In this research, we show that one JDA derivative a2 could specifically inhibit the growth of gastric cancer cells. Mechanistically, a2 induced ferroptosis by decreasing GPX4 and causing ferrous iron accumulation. Furthermore, we found that prevention of ferroptosis strongly rescued the cell growth inhibited by a2. Importantly, a2 differentially prevents tumor growth in gastric cancer patient-derived tumor xenograft (PDX) models, and downregulation of GPX4 can predict the sensitivity of gastric cancer to a2, making a2 a promising therapeutic agent for gastric cancer.

2. Materials and methods

2.1. Reagents

Z-VAD-FMK, 3-methyladenine (3-MA), deferoxamine and RSL3 were obtained from MedChemExpress (NJ, USA); Z-LEHD-FMK and imidazole ketone erastin (IKE) were purchased from Selleck Chemicals (Houston, USA).
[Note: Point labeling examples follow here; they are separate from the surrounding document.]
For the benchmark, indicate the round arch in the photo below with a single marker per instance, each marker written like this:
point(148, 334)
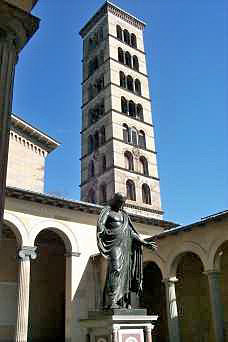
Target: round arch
point(70, 241)
point(213, 255)
point(157, 259)
point(18, 228)
point(175, 256)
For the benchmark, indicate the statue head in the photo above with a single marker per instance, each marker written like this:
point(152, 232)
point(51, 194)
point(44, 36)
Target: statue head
point(118, 201)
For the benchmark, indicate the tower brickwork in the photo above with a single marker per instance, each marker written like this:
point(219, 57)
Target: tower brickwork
point(118, 146)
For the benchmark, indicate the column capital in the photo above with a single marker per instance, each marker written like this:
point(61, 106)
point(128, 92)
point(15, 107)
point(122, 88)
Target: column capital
point(19, 24)
point(212, 273)
point(70, 254)
point(171, 280)
point(27, 252)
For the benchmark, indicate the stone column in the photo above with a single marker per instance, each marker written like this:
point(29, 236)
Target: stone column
point(16, 28)
point(148, 333)
point(172, 313)
point(23, 293)
point(216, 304)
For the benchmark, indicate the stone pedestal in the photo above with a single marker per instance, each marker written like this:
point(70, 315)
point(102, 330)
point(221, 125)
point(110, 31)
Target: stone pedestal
point(119, 325)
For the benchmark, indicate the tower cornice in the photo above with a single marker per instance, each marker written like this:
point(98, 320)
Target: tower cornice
point(109, 7)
Dichlorodihydro-fluorescein diacetate (DCFH-DA) was purchased from Beyotime Biotechnology (Shanghai, China). Antibodies against BCL-2, BAX, caspase 9, caspase 3, poly ADP-ribose polymerase (PARP) and β-actin were purchased from Cell Signaling Technology (Boston, MA, USA). Antibodies against SLC7A11 and GPX4 were obtained from Abcam (Cambridge, UK). Antibody against GAPDH was acquired from Goodhere Biological Technology (Hangzhou, China).

2.2. Chemical synthesis

JDA was isolated from extract of Jiyuan Rabdosia rubescens as described in patent¹⁷.

General procedure for preparation of JDAO: compound JDA (150 mg, 0.38 mmol) was dissolved in acetone (1 mL). After adding Jones reagent (50 μL), the mixture was stirred for 10 min at 0 °C. The mixture was diluted with water (50 mL) and then extracted with ethyl acetate (50 mL × 3). The extract was then washed with brine, saturated NaHCO₃ solution, dried over anhydrous Na₂SO₄, filtered, and evaporated to generate JDAO (135 mg, 91%) without further purification.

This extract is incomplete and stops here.